Countable Uses location technology to link users to their personal representatives. From there, users can see everything their members of Congress are voting on and read quick versions of bills hitting the floor.

Politifact Get the truth any time, anywhere. Whether you’re checking claims by presidential candidates, or promises made by President Trump, find out who’s telling the truth and who’s stretching it.

PollTracker for Android or PollTracker for Apple PollTracker aggregates all publicly available polling data, combines it in a regression analysis, and uses the results to produce averages, in-depth breakdowns, and graphics of the numbers.

Congress+ for Apple or Congress+ for Android Introducing Congress in Your Pocket, Plus Edition, for the 115th Congress, First Session (2017). This discounted app requires new users to unlock the new Congress with the in-app purchase. Current users need to pay for the yearly update to get the new Congress that opened on January 3, 2017. The app loads with last year’s Congress so you can get a sense of how it works and what is included.

C-SPAN Radio Opens up the Capitol Building to any American willing to listen.
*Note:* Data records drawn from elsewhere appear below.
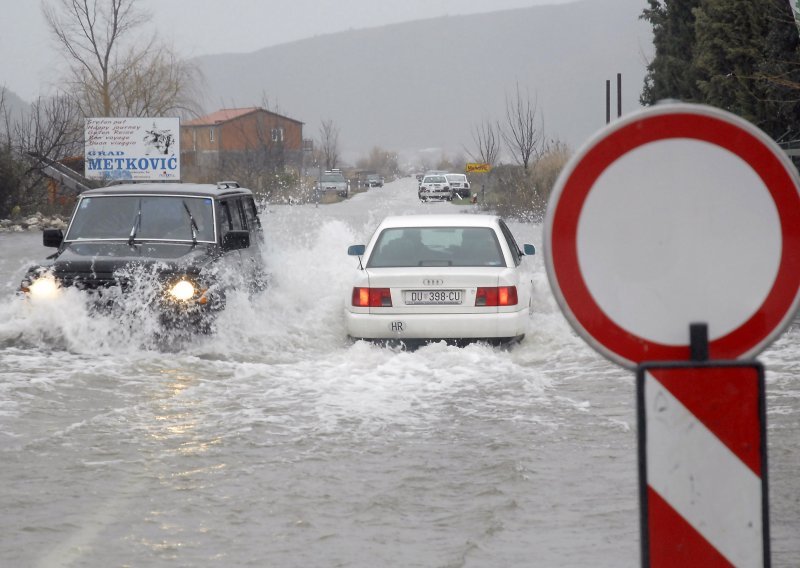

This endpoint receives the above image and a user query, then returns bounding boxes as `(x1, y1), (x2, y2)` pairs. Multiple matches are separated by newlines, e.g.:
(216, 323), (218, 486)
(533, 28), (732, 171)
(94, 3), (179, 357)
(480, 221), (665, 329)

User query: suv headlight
(20, 274), (61, 300)
(164, 276), (209, 306)
(167, 279), (197, 302)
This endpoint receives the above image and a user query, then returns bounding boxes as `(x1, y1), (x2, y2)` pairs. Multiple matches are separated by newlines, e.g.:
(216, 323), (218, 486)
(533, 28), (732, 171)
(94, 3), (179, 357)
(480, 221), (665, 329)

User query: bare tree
(465, 120), (500, 165)
(319, 120), (339, 170)
(43, 0), (200, 116)
(498, 83), (544, 172)
(14, 94), (83, 171)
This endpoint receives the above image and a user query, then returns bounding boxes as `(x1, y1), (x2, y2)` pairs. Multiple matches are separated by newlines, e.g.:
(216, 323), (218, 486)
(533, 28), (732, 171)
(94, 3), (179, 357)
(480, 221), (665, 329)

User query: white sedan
(417, 174), (453, 201)
(345, 214), (535, 343)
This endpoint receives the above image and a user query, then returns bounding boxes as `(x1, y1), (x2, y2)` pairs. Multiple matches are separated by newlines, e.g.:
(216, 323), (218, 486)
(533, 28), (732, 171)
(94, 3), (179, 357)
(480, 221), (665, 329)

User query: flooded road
(0, 179), (800, 568)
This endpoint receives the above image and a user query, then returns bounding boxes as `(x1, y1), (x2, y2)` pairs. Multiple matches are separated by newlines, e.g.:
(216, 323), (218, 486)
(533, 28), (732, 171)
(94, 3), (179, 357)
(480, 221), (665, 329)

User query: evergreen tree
(640, 0), (702, 105)
(694, 0), (800, 139)
(694, 0), (770, 123)
(758, 0), (800, 142)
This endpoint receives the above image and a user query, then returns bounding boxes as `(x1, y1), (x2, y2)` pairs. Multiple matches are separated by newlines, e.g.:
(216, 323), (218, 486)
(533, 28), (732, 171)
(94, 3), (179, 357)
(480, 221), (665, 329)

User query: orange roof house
(181, 107), (303, 180)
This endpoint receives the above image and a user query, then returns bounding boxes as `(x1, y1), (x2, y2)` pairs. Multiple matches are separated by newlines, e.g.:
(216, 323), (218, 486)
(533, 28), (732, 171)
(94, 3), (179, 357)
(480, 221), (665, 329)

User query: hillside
(188, 0), (652, 160)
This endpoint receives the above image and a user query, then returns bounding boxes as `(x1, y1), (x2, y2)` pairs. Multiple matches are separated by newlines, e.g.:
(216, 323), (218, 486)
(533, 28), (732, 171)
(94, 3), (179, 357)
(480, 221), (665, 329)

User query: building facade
(181, 107), (303, 184)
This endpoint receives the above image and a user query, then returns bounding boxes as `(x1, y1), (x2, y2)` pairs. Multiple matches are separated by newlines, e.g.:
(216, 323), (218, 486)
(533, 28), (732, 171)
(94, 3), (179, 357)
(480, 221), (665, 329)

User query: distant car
(444, 174), (470, 199)
(364, 174), (383, 187)
(417, 174), (453, 201)
(345, 215), (535, 344)
(317, 170), (350, 197)
(20, 182), (266, 330)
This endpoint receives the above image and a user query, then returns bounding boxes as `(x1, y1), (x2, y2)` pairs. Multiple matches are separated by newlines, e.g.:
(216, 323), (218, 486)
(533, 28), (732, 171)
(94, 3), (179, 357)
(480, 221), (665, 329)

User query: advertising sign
(84, 118), (181, 181)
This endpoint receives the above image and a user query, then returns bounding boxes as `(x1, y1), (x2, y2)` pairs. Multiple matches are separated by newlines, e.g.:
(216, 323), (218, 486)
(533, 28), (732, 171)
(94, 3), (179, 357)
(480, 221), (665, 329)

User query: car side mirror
(222, 231), (250, 250)
(42, 229), (64, 248)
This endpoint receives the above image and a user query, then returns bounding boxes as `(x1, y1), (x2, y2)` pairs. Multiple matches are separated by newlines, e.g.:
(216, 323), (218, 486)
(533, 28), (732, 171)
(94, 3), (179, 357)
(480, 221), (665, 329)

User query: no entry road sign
(544, 103), (800, 367)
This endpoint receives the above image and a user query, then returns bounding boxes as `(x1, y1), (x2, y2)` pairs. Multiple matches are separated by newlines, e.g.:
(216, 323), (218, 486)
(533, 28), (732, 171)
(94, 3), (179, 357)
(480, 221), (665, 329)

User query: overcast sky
(0, 0), (573, 101)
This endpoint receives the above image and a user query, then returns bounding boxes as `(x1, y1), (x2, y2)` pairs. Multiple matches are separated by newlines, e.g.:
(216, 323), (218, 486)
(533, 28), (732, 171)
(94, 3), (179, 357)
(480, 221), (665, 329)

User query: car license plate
(403, 290), (464, 305)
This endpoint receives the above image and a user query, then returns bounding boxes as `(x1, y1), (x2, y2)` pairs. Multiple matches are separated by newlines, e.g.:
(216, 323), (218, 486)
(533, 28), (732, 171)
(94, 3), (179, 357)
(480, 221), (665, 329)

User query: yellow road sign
(467, 162), (492, 174)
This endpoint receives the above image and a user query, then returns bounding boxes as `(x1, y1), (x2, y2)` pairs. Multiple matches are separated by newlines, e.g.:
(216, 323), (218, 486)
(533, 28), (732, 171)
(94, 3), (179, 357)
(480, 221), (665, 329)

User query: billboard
(84, 117), (181, 181)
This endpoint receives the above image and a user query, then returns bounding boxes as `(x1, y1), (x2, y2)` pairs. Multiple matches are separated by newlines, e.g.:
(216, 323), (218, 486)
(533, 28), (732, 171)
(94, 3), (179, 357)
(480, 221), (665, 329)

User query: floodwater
(0, 179), (800, 568)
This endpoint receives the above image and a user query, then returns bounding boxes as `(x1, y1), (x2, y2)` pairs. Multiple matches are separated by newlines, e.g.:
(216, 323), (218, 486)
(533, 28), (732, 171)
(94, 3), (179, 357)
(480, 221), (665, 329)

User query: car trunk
(366, 267), (507, 314)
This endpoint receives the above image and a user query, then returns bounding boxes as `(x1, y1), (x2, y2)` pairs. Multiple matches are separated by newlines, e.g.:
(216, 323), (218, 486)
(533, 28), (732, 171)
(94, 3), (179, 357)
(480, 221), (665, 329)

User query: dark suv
(20, 182), (266, 328)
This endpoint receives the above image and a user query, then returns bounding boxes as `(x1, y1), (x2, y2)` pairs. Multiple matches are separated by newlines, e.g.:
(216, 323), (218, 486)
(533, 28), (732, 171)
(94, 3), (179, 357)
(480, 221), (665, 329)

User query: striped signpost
(544, 103), (800, 567)
(637, 363), (769, 568)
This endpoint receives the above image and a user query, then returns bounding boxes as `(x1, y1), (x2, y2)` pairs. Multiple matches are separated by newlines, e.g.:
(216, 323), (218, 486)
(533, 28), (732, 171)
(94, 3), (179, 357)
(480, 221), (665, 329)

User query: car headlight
(167, 279), (197, 302)
(22, 275), (61, 300)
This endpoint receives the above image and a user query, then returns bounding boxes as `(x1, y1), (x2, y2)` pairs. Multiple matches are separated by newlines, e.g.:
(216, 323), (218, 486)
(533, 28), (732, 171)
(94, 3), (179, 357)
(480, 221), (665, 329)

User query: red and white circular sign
(544, 104), (800, 366)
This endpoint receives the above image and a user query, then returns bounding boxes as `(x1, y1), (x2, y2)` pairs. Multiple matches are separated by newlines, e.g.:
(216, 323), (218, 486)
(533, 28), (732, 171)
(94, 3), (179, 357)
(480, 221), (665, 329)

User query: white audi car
(345, 214), (535, 344)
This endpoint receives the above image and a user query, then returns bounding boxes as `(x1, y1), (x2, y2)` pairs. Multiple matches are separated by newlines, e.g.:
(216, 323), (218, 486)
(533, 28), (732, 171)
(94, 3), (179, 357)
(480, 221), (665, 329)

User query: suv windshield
(64, 195), (215, 243)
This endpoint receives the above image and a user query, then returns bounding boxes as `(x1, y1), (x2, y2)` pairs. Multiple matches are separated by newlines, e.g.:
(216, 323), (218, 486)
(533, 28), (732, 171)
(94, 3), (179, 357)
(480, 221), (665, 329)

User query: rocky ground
(0, 213), (67, 233)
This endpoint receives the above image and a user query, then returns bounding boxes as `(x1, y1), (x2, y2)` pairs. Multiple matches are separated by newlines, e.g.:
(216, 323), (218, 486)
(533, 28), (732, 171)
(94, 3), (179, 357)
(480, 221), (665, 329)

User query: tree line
(640, 0), (800, 145)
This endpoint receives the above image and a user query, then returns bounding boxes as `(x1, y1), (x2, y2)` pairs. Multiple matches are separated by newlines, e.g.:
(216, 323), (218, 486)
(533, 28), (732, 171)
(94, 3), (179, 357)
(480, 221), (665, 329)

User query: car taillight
(353, 288), (392, 308)
(475, 286), (517, 306)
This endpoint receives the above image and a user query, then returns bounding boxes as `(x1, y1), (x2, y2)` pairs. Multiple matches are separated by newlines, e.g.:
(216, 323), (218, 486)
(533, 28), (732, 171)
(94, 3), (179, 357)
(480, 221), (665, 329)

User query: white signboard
(84, 118), (181, 181)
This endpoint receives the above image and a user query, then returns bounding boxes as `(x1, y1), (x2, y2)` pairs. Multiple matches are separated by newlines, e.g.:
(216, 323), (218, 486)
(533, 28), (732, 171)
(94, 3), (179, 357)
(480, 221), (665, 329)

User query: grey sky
(0, 0), (573, 101)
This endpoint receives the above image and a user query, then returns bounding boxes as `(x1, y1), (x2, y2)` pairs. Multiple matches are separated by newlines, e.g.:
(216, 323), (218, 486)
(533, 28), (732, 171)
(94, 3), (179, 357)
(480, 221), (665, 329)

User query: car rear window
(367, 227), (505, 268)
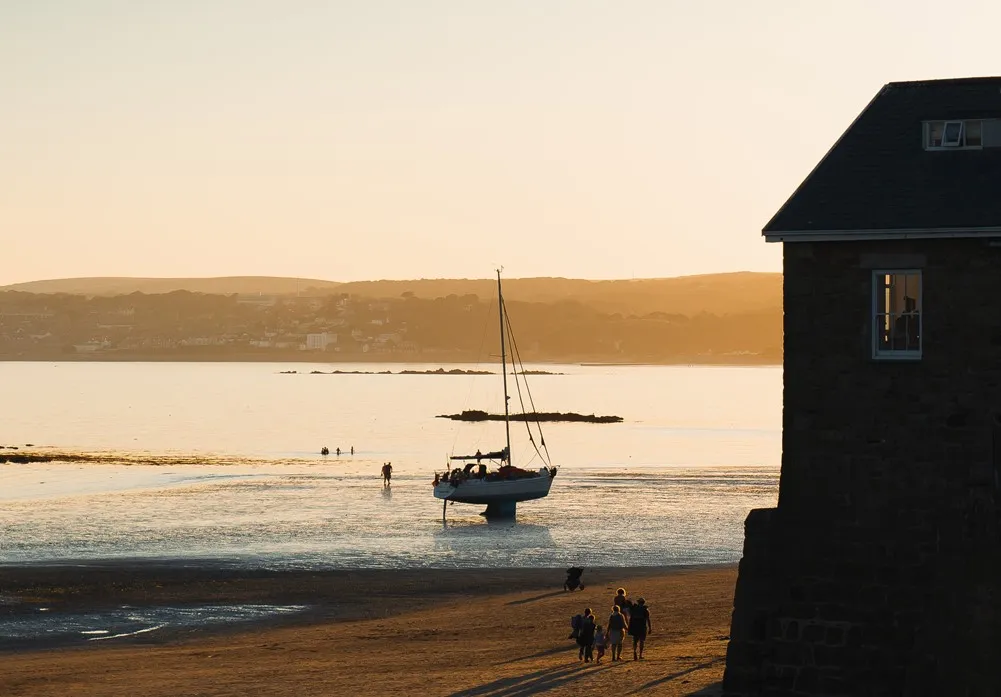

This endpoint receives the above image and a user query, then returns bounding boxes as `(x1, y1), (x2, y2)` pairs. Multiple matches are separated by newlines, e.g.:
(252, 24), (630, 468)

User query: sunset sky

Users can listen in on any congressional hearing when Congress is in session, allowing them to follow federal lawmakers on subjects like immigration, LGBT rights, and virtually anything else hitting the House and Senate floors.

Library of Congress Mobile Apps Every day, the Library of Congress compiles the “Congressional Record”, which has now been converted into an app. The Congressional Record contains the complete events of the day on the Hill, including debates, proceedings and information on the status of the latest bills, treaties, and resolutions. Also free apps are available for “U.S. Constitution: Analysis and Interpretation” and “BARD Mobile”. The BARD Mobile app is a service of the National Library Service for the Blind and Physically Handicapped (NLS), Library of Congress, that provides access to braille and talking books directly from the NLS Braille and Audio Reading Download (BARD). BARD contains nearly 50,000 books, magazines, and music scores in audio and braille formats, with new selections added daily.

Federal Government Mobile Apps DirectoryLooking for government information and services optimized for your smart phone? Find government native apps, hybrid apps, responsive sites, and mobile websites that offer official information and services in the palm of your hand. Alphabetical by Apple/Android/Blackberry/Windows directory. Included is a directory of mobile websites.

The Interactive Constitution App constitutional experts interact with each other to explore the Constitution’s history and what it means today. For each provision of the Constitution, scholars of different perspectives discuss what they agree upon, and what they disagree about. These experts were selected with the guidance of leaders of two prominent constitutional law organizations—The American Constitution Society and The Federalist Society. This project is sponsored by a generous grant from the John Templeton Foundation.